CoaXPress 2.0 requires a frame grabber card and GigE Vision at 10 Gbps does not, creating a cost disadvantage – especially in multiple-camera systems. Without a frame grabber, however, the host PC’s CPU performs all data de-encapsulation. In a machine vision system where a camera may capture images at 300 fps or higher, CPU overload presents a significant problem. When tasking a CPU with additional functions, it can overload and begin to drop data packets. CoaXPress 2.0 synchronizes camera results from a deterministic interface, while GigE Vision does not. As a result, GigE Vision can experience instability and relatively high latency with added nodes or shared bandwidth.
Using a higher performance network interface card (NIC) mitigates some GigE Vision-based system challenges. However, in cases requiring higher speed processing, NICs can represent 50 to 80% of the cost of a frame grabber card and have less image processing capabilities than frame grabbers.

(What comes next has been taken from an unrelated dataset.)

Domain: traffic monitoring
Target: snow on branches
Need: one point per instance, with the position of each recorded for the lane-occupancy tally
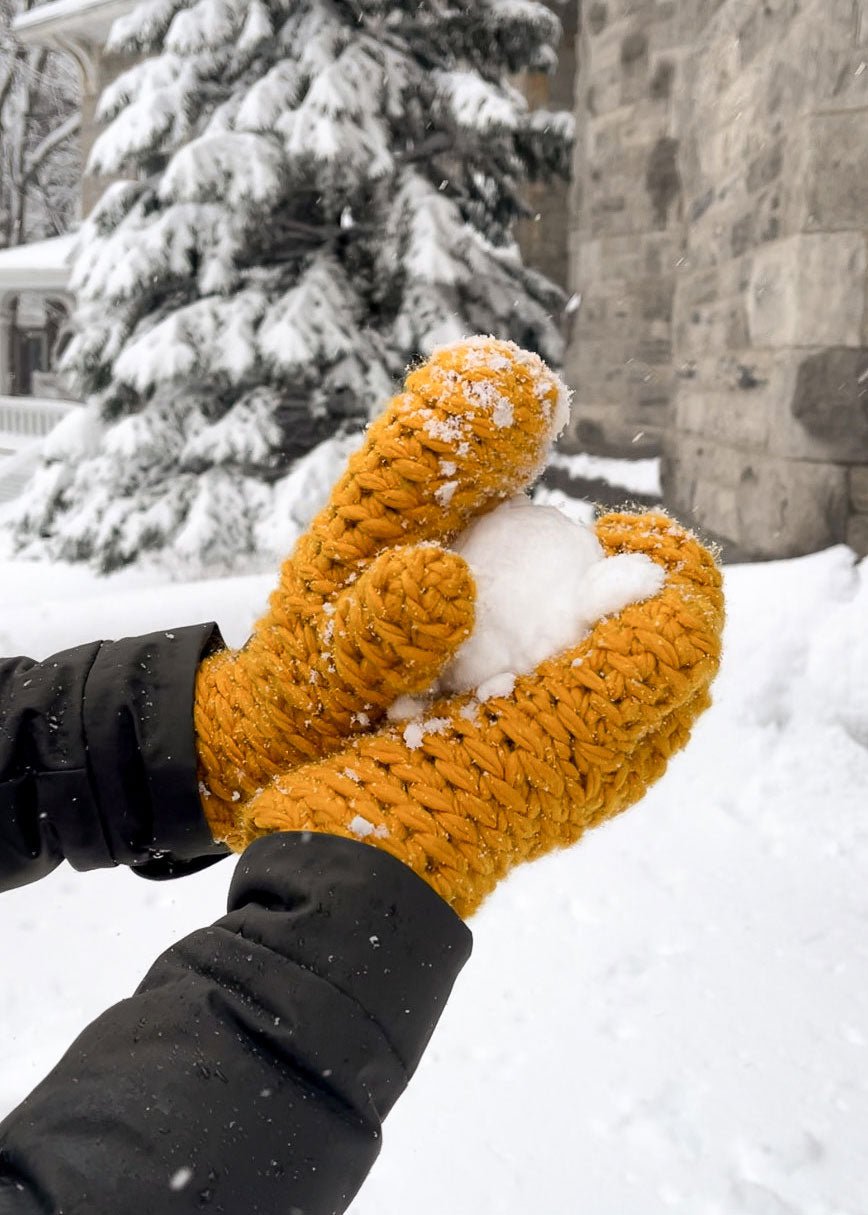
(323, 192)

In short, while the frame grabber adds an additional component to the system, its ability to reduce PC load compensates for cost. To be on par with CoaXPress 2.0, GigE Vision requires a more powerful processor and a more formidable NIC.
In multi-camera systems common in industrial inspection the issue becomes more severe. For example, a four-camera system simultaneously captures two side views and the top and bottom of an object, which requires very precise triggering by the frame grabber on each channel. The cameras essentially act as one, even when operating at different speeds or resolutions. Application software and processors execute user-defined inspection programs on the data. Instances exist in complex systems with up to 32 cameras in use at once.
GigE Vision systems offer reasonably precise synchronization for pre-defined acquisitions because all cameras can capture an image at a given time via the Precision Time Protocol (PTP). However, GigE Vision cannot support real-time triggers from the PC system to the cameras. CoaXPress 2.0 allows multiple cameras to link to a single frame grabber over long runs of robust coaxial cables. Cameras with different resolutions and frame rates can link to a single frame grabber, each one performing a different inspection task. The ability to connect a single camera to more than one frame grabber—that can also be in different PCs—further increases the frame grabber’s contribution.
Power consumption represents another overlooked issue. Accommodating for the high-level of power that GigE Vision demands requires a power supply with larger components that create heat, potentially making the camera quite warm. As cameras sensors are very temperature sensitive, resultant noise can cause significant degradation of picture quality.
CoaXPress 2.0 added other features such as improved time stamping, error reporting, and data sharing. Unified Time Stamping integrates reporting events coming from cameras, hosts, and software into a unified time reference that helps keep track of when events occur, and a new event channel adds a data path that allows a camera to precisely inform the application when specific internal events occur, such as the start of exposure. (See here for additional detail: bit.ly/VSD-CXP-2).
The new standard also gives users a clear view of link quality during operation, and the control channel gets a boost from the addition of a tag field into control packets to allow the host and camera to consistently recover from error conditions. Finally, CoaXPress 2.0 defines rules for data sharing in which a camera simultaneously streams data to more than one host.
Machine vision extends its reach into more applications every year, a trend likely to expand even further in the future as machine learning takes a more prominent role in visual inspection. CoaXPress 2.0 will likely be one of its key enablers.
Zeph Freeman is the Product Group Manager of multigigabit solutions in the automotive infotainment systems business unit at Microchip Technology.